In-utero, the fetal adrenal gland is disproportionally large. The fetal zone of the adrenal cortex secretes large amounts of DHEA;3 elevated levels of these pre-hormones can be measured in the newborn until late infancy (ie, 9–12 months).4 After birth the fetal zone involutes, and products of the adrenal ZR gradually decrease to low levels.4 Later in childhood, the adrenal cortex develops a definitive ZR.3 Once the ZR develops, it produces more measurable adrenal androgen precursors at approximately age 6 to 8 years, although precursor steroids may be detected in the urine at younger ages.2 Adrenarche is identified clinically as pubarche, which includes the presence of pubic and axillary hair, apocrine body odor, and acne.2
Adrenarche and gonadarche are two independent processes, and the trigger for adrenarche is unknown.1 Premature adrenarche is defined as the presence of pubertal levels of adrenal androgen precursors, traditionally before age 8 years in girls and 9 years in boys. Studies from the Pediatric Research in Office Settings Network have found that black girls and boys, on average, begin to show signs of pubarche 1 year or more before white children.5,6
If signs of gonadarche are also present, the patient does not have premature adrenarche, but rather precocious puberty.2
Premature adrenarche is more commonly seen in girls than boys, at a ratio of 9:1.7 Premature adrenarche is seen with increased frequency in children with certain medical histories or comorbidities.
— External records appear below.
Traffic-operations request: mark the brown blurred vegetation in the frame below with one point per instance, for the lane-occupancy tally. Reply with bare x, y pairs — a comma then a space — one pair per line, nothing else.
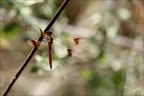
110, 62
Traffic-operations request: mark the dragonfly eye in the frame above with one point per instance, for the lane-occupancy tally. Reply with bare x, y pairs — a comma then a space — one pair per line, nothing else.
49, 33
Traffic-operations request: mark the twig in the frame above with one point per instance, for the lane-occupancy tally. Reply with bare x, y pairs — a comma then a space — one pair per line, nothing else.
34, 49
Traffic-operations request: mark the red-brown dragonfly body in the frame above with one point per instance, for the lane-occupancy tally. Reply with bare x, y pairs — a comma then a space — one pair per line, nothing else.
49, 39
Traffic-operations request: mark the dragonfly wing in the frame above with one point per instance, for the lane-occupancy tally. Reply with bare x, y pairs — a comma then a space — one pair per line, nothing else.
34, 43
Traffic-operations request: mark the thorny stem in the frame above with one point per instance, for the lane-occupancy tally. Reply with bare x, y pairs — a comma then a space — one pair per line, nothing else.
31, 54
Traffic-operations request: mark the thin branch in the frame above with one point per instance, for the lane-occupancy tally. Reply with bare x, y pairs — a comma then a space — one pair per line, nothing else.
31, 54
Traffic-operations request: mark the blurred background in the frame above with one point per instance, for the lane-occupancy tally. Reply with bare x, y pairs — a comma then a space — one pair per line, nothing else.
109, 62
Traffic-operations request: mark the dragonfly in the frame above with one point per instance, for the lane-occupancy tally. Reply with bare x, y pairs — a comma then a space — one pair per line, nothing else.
47, 37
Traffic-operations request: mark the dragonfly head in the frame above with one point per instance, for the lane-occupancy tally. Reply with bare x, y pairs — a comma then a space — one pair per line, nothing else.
49, 33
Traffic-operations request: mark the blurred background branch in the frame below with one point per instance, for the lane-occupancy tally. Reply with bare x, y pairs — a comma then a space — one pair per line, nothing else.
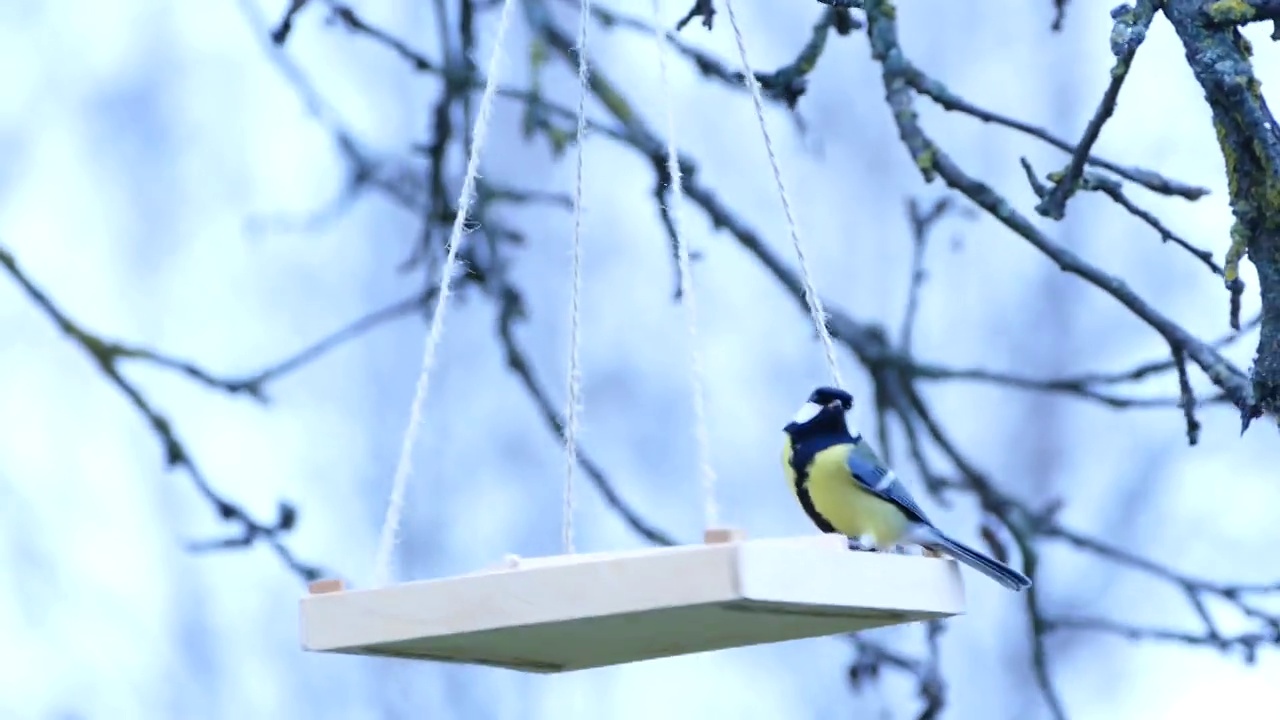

Low birth weight may be associated with increased DHEAS levels in childhood and early puberty.2 However, some studies have shown the incidence of premature adrenarche in children formerly small for gestational age to be equivalent to the general population.2,8 Children who were born preterm may continue to have elevated DHEAS levels into their twenties.2 Children with a history of brain injury have an increased risk of premature adrenarche or precocious puberty.9
Multiple studies have shown that children with premature adrenarche are often taller and heavier than their prepubertal peers.2,3 Overweight or obese children may have increased insulin-like growth factor-1 levels or advanced bone ages that do not portend abnormal stature or full-blown precocious puberty.3 Despite a reduced pubertal growth spurt, their adult height is within 2 standard deviations of their mid-parental height.2 The mean age of menarche for girls with premature adrenarche is no earlier than the general population.2
According to studies of girls in Spain, those with a history of premature adrenarche were more likely to develop functional ovarian hyperandrogenism (FOH) once they reached adolescence.2,8 This may be more prominent in overweight or obese youngsters. Symptoms of FOH include oligomenorrhea, hirsutism, acne, anovulation, and hormonal evidence of hyperandrogenism.2,7 These girls may be diagnosed with polycystic ovary syndrome if these symptoms persist for longer than 3 years after onset of menarche.7
The first symptom of premature adrenarche is typically the appearance of pubic or axillary hair.2 This is often accompanied by the development of apocrine body odor. Acne and increased skin sebum are also often noted.2 A step-by-step evaluation of a child presenting with these symptoms is summarized in Figure 1.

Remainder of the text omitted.